Daimler Chief: Hike Fuel Tax, Repeal Excise Levy

By Howard S. Abramson, Editorial Director

This story appears in the Oct. 28 print edition of Transport Topics.

ORLANDO, Fla. — The new head of Daimler Trucks waded right into the U.S. political scene during his inaugural U.S. press conference last week, urging Washington officials to find a way to work together in order to bolster the nation’s economy, and the world’s.

Wolfgang Bernhard also recommended a closer working relationship between European and U.S. legislators and regulators to counter growing competition in their home markets from Asia, urged the repeal of the 12% U.S. federal excise tax on new heavy-duty trucks and an increase in U.S. fuel taxes.

Bernhard, who took over as head of the world’s largest commercial vehicles maker April 1, said that the “continuous state of uncertainty” that has gripped Washington for months over the nation’s budget and debt ceiling is “not only hurting the U.S., it’s hurting the world.”



Bernhard said Congress should repeal the federal excise tax in order to encourage truck fleets to replace older, less-efficient and dirtier-running vehicles. He said boosting federal fuel taxes would help replace the revenue lost by ending the sales tax and further encourage companies that run older trucks to replace them with more efficient ones.

He said U.S. environmental regulators already are looking “for the next big thing” to impose on truck makers and urged the government instead to get behind the campaign to replace older vehicles, which he said would produce better environmental results faster and more cheaply.

Bernhard said 60% of the U.S. fleet is composed of trucks that were made before 2004 and that the largest segment of that group is trucks that were built before 1998. The average age of the entire fleet is 11 years, he added.

Replacing the oldest trucks with new ones would cut particulate emissions by more than 90%, he said, and NOx emissions by 60%.

The trucks would lower emissions, improve fuel economy and produce many new domestic jobs, he said.

He noted the global business market “would welcome” progress on the U.S. political front toward a bipartisan solution.

“It’s in all our interests that Washington find a way to provide a stable economic climate,” Bernhard said.

He said his company also was supporting the end of the excise tax and the boost in the fuel tax in part because both are goals of the nation’s trucking companies, as championed by American Trucking Associations.

Meanwhile, he said, the ongoing bilateral talks over the Transatlantic Trade and Investment Partnership that are designed to remove trade barriers between the United States and European Union represented a perfect opportunity for both.

“We have to close ranks” to counter growing Asian competition, he said, quoting Ben Franklin’s comments on signing the Declaration of Independence: “We must all hang together, or assuredly we shall all hang separately.”

He said the TTIP talks could yield great savings for manufacturers, and eventually to their customers, by standardizing U.S. safety and environmental regulations.

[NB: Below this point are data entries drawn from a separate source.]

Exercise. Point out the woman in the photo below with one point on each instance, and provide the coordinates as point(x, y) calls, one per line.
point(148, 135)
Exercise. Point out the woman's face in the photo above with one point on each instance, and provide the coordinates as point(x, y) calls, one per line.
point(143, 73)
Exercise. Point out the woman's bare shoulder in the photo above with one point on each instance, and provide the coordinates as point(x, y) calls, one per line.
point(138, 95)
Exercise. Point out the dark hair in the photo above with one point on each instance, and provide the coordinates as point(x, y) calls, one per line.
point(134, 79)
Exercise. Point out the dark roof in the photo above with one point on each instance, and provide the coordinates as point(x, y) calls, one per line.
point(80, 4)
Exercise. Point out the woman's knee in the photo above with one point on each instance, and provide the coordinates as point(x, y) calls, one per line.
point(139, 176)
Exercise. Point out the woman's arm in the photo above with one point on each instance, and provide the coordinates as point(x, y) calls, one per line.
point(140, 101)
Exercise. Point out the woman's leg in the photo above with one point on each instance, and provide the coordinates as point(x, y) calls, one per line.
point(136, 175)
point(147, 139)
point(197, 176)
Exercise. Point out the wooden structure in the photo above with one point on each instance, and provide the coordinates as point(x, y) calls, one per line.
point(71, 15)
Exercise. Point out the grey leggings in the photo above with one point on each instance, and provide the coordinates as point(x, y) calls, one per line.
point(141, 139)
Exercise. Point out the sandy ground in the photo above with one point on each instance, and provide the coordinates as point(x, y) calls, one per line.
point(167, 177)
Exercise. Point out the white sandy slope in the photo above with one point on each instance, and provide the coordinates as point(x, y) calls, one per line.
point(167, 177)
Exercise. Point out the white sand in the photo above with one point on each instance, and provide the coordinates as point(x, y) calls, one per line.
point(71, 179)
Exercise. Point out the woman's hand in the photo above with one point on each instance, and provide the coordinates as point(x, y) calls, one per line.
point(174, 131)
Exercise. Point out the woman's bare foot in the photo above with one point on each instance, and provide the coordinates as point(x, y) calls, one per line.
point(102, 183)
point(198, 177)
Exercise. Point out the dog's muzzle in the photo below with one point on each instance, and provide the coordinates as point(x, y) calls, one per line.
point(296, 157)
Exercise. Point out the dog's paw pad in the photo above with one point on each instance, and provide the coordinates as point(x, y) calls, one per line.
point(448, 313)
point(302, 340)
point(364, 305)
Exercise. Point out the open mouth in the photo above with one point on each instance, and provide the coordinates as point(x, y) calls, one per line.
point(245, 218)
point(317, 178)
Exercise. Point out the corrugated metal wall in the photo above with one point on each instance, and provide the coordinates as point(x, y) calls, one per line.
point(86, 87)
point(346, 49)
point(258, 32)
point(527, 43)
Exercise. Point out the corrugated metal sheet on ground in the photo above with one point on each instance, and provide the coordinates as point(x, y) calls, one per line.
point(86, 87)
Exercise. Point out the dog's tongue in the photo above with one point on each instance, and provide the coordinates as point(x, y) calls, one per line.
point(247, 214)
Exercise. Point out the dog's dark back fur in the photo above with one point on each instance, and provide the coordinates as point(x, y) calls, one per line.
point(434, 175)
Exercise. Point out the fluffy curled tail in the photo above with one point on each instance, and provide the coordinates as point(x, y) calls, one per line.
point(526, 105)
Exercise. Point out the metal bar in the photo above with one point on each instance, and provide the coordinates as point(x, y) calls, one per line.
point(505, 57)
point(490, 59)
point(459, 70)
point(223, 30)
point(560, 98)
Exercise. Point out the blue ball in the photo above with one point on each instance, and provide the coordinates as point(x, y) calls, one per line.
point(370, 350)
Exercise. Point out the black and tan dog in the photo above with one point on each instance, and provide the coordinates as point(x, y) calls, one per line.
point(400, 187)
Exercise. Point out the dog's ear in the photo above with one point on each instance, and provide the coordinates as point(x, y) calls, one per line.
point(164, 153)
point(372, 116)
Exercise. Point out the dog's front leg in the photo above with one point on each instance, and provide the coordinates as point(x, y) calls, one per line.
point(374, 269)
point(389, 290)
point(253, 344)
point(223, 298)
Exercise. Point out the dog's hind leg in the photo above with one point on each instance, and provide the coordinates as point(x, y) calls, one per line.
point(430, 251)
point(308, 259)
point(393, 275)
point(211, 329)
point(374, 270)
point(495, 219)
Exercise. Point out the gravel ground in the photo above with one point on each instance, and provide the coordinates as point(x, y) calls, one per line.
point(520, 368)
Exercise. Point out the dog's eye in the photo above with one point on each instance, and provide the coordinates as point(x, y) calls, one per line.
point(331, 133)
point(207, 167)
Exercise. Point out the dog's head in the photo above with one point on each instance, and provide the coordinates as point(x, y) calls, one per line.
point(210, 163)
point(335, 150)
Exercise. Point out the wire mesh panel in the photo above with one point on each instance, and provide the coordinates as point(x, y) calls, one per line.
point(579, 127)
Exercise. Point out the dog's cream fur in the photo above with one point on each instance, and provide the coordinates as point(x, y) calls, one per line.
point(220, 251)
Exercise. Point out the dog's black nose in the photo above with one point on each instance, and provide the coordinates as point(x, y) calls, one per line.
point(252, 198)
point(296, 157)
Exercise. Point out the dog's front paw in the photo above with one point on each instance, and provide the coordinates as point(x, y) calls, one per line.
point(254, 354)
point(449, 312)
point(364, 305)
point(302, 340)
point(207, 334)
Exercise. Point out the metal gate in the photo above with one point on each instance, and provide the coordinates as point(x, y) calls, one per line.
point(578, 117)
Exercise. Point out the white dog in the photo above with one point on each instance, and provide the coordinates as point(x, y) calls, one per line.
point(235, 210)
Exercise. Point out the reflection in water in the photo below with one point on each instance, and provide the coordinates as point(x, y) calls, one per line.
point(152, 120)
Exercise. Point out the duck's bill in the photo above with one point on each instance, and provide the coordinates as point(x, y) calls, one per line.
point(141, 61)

Bernhard said the “minor differences” between those standards add in great cost to truck manufacturers, with little gain in safety or emissions controls.

Bernhard’s remarks are a departure for Daimler. His predecessor at the Germany-based company, Andreas Renschler, steered clear of discussing U.S. politics.

Daimler has large holdings in the United States, and Bernhard reminded reporters that it has invested $750 million in recent years in upgrading its Detroit engine plant in Redford, Mich., and recently announced a major expansion to its truck assembly plant and headquarters in Portland, Ore.

He also urged U.S. regulators to adopt a “full vehicle standard,” as they proceed on ways to curb greenhouse-gas emissions.

“We don’t think it’s helpful” to separate the engine from the entire truck when looking at GHG emissions.

Up to now, many of the gains in GHG have come as a result of improved aerodynamic designs of tractors and trailers, along with increases in fuel economy through engine enhancements.

After Bernhard spoke, Martin Daum, who runs Daimler’s truck operations in North America, lowered his prediction for total heavy-duty sales in the United States this year, saying they likely would end up 4% below 2012’s total, and 5% below in the entire North American region.

Daum said he forecast that 2014 would end up somewhere between “flat and plus 10%.”

This year, he said, Class 8 sales in the United States were down 10% to 11% for Daimler, while Classes 6-7 sales were up 11% through September.

Bernhard told reporters that Daimler has received 20,000 orders for the Freightliner Cascadia Evolution, its new model that the company says is the most fuel-efficient heavy-duty truck in North America.

Daum said that coming models of the Evolution would get even higher mileage, and he predicted that sales of automated manual transmissions “will explode next year.”

Truck makers have only recently begun pushing AMTs in North America.